Under the name Cory, however, he published a 1951 book titled The Homosexual in America, which had a very different tone. This book presented gay men and lesbians as an oppressed minority and advocated for LGBTQ+ people to come out in order to achieve equal rights. The book influenced several other early leaders of the homophile movement, including Barbara Gittings and Frank Kameny. Building on the success of The Homosexual in America, he started the Cory Book Service, which distributed books with LGBTQ+ themes. He also became a contributing editor for ONE Magazine and a member of the Mattachine Society.
As the gay and lesbian movement became more radical, Cory became more critical. In particular, he disagreed with the belief that homosexuality was not a mental illness. Influenced by psychoanalyst Sigmund Freud, Cory thought that an unstable home life and strong attachment to one parent led to homosexuality. While he wrote in The Homosexual in America that gay people deserve fair treatment, he disliked the fact that many readers interpreted this statement to mean that homosexuality was not a mental illness. His later writings, including The Homosexual and His Society (1963) and the introduction to Albert Ellis’s book Homosexuality: Its Causes and Cures (1965), argued that gay men and lesbians were inherently compulsive and neurotic and could never be well-adjusted.
Sagarin refused to acknowledge his pseudonym, but was outed at the 1974 convention of the American Sociological Association. Speaking on a panel about homosexuality, he criticized scholarship that conflicted with his views about homosexuality and mental illness. Another panelist, Laud Humphreys, referred to him as “Mr. Cory.” After the incident, Sagarin stopped studying homosexuality professionally.

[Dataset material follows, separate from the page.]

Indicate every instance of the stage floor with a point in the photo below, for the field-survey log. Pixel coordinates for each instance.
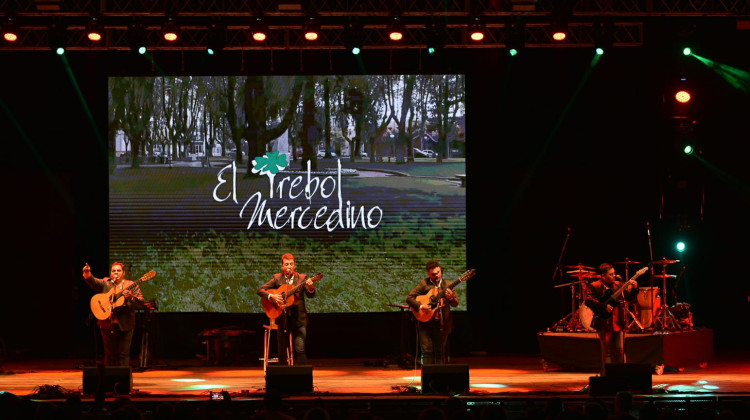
(511, 376)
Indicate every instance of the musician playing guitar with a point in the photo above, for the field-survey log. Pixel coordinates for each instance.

Sagarin was born with severe scoliosis, a lateral curvature of the spine. Historian Martin Duberman reports that Sagarin referred to his condition as “his posture problem…, wryly distancing himself from the memories of childhood pain.” Additionally, while Sagarin wrote about the rights of certain disabled people, including people with schizophrenia and little people, he never explicitly connected disability rights with his own experiences, reflecting another attempt to further distance himself from disability. Writing as Cory, he did not acknowledge disability at all, aside from the stigmatizing ways that he depicted all LGBTQ+ people as mentally ill. His refusal to come out as gay may be connected to his distancing from disability, demonstrating an intention to separate himself from pathologized identities in a time of significant systemic ableism and homophobia.